In particular, par2 will produce an interval with tighter percentage tolerance. The reason this happens is because each time we perform an operation with intervals with width > 0, they will affect final result's percentage tolerance. In par1, we see that there are three operations in total that affect the resulting tolerance: $$R1 \cdot R2$$, $$R1 + R2$$, and the division of the results of those two operations.

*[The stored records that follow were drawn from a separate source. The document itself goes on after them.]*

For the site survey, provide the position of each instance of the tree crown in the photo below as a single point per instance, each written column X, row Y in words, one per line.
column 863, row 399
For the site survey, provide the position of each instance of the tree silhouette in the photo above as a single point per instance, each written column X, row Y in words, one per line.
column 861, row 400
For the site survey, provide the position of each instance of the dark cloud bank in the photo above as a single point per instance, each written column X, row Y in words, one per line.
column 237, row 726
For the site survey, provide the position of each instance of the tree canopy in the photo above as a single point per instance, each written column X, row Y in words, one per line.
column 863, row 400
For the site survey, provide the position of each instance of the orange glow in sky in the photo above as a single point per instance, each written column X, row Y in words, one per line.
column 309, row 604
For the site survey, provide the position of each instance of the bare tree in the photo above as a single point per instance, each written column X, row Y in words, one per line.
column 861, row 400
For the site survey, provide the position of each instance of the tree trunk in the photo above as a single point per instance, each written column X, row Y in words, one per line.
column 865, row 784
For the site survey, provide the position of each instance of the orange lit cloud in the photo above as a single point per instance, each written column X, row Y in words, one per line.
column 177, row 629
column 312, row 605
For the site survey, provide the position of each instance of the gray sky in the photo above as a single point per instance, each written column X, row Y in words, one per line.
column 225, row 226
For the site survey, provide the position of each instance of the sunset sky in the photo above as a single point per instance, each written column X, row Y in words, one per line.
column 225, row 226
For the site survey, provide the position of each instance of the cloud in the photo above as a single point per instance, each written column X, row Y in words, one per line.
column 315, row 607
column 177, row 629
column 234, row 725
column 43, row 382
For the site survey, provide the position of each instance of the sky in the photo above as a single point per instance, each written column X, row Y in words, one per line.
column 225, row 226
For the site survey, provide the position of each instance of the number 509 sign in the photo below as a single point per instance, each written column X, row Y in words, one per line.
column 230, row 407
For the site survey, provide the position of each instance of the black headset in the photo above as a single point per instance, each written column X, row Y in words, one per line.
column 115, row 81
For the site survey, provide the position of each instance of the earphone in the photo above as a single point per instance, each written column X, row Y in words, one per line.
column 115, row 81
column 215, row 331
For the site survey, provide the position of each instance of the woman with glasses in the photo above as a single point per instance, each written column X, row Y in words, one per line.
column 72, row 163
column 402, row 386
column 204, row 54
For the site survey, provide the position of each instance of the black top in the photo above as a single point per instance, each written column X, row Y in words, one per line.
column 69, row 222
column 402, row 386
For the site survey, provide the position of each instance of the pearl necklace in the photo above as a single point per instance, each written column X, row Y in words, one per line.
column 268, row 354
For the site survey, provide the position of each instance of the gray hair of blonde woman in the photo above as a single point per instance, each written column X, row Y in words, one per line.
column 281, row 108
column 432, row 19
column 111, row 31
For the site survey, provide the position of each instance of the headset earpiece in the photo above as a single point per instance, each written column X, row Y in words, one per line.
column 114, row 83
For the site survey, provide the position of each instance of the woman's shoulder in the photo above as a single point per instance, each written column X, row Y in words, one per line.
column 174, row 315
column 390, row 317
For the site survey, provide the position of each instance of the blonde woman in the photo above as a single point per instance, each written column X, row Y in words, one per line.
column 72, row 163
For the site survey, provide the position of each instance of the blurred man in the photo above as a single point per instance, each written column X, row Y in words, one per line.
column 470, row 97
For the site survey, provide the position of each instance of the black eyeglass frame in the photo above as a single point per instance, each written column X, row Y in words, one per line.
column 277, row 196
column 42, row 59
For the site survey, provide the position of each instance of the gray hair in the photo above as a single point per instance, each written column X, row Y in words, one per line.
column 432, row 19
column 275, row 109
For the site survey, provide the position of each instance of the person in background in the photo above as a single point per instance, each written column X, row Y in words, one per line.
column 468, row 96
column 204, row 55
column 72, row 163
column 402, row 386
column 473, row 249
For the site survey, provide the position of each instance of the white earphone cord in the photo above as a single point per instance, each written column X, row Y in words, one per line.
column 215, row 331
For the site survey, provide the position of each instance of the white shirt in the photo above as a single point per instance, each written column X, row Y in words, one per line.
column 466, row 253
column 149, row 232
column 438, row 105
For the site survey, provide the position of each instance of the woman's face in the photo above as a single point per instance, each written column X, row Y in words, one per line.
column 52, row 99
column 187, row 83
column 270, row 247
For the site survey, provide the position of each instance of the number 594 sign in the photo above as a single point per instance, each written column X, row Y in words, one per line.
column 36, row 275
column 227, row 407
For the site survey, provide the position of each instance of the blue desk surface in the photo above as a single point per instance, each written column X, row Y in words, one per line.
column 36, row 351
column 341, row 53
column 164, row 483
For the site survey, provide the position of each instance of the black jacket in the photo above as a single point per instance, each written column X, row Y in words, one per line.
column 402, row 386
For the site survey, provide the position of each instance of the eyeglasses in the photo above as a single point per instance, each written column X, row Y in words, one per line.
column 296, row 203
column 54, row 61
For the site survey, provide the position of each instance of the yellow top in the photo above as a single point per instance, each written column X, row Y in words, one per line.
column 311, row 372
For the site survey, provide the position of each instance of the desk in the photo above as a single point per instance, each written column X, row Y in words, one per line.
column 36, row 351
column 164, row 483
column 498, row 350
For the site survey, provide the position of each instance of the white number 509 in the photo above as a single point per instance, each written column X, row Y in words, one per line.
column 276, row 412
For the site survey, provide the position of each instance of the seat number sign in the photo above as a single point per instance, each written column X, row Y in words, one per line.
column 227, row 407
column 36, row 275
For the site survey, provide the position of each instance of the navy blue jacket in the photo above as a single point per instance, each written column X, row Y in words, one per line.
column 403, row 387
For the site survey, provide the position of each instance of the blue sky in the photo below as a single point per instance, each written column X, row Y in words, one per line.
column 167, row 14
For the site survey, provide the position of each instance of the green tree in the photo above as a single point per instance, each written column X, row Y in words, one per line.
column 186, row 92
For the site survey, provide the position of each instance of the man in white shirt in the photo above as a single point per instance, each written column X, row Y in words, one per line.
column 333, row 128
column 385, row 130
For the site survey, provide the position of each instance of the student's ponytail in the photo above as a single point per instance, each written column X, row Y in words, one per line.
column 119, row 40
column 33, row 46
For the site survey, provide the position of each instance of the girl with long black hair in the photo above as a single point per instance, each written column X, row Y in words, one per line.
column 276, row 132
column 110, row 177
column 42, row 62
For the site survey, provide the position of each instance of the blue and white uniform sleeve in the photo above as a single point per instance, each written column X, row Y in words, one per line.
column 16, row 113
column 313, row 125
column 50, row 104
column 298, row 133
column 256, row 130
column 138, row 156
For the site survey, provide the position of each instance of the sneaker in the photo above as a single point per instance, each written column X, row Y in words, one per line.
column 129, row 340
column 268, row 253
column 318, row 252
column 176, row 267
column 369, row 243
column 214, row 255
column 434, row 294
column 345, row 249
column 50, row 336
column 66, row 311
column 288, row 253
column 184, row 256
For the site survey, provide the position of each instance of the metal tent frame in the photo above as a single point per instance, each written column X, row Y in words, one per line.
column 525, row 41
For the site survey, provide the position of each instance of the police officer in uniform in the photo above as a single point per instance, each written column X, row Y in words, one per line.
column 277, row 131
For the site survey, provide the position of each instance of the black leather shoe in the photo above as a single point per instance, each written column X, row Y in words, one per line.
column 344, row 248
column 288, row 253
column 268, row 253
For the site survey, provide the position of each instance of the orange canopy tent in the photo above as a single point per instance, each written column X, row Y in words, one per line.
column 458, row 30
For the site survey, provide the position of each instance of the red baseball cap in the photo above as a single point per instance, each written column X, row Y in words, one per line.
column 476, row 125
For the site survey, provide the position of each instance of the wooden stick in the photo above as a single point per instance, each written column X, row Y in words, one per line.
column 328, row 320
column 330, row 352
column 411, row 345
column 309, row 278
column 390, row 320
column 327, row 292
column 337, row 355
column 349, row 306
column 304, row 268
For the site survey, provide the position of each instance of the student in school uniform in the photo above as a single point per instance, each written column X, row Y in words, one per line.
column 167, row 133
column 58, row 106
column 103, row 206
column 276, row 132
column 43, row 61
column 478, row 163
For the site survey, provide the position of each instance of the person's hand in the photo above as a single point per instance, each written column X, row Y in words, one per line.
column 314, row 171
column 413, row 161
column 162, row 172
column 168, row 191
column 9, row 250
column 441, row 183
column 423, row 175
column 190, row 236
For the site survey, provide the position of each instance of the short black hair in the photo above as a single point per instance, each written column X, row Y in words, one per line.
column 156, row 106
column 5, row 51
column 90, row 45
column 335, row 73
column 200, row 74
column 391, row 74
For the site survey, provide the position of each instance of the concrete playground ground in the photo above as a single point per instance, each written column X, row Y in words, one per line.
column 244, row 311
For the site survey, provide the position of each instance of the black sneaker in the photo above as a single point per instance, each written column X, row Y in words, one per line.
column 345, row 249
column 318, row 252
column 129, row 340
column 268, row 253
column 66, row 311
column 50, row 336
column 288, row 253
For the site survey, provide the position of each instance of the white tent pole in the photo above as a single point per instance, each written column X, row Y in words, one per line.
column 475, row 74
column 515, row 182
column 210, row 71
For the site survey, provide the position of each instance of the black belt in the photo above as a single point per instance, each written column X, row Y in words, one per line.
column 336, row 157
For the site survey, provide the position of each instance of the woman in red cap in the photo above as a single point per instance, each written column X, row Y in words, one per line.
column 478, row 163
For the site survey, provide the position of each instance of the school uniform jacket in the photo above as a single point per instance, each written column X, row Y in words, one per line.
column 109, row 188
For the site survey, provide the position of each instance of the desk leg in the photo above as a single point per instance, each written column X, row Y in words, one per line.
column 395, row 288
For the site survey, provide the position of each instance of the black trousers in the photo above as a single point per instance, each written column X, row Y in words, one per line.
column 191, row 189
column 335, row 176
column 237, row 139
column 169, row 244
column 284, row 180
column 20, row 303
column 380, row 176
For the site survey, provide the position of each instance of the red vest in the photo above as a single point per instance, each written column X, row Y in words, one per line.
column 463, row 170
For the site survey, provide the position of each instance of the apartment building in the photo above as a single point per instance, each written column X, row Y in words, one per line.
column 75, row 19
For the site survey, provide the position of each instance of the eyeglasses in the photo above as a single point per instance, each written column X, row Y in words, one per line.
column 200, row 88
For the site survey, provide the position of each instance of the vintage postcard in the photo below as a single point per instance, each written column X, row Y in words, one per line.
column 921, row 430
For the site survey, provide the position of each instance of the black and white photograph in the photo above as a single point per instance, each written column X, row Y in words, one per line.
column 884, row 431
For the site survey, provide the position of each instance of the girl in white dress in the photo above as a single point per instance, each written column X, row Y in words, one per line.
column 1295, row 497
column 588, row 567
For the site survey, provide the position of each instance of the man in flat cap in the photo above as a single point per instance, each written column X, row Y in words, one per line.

In conrast, par2 only results in one operation involving two intervals with width > 0: $$\frac{1}{R1} + \frac{1}{R2}$$. Intuitively, we can think of it this way: It does not make sense for an operation involving two intervals a and b to result in an interval with tighter bounds than the terms used to compute it.

###Ex 2.16 This answer is related to the one given for 2.15. In general, the reason that different algebraic expressions, although equivalent, can lead to different results is because each operation involving two intervals carried out directly (i.e. no simplication) increases the percentage tolerance. For example, (a + b) - b is equivalent to just a, but computing the first expression directly will result in an interval that has a width greater than a's, despite having the same center, which means it also has a higher percentage.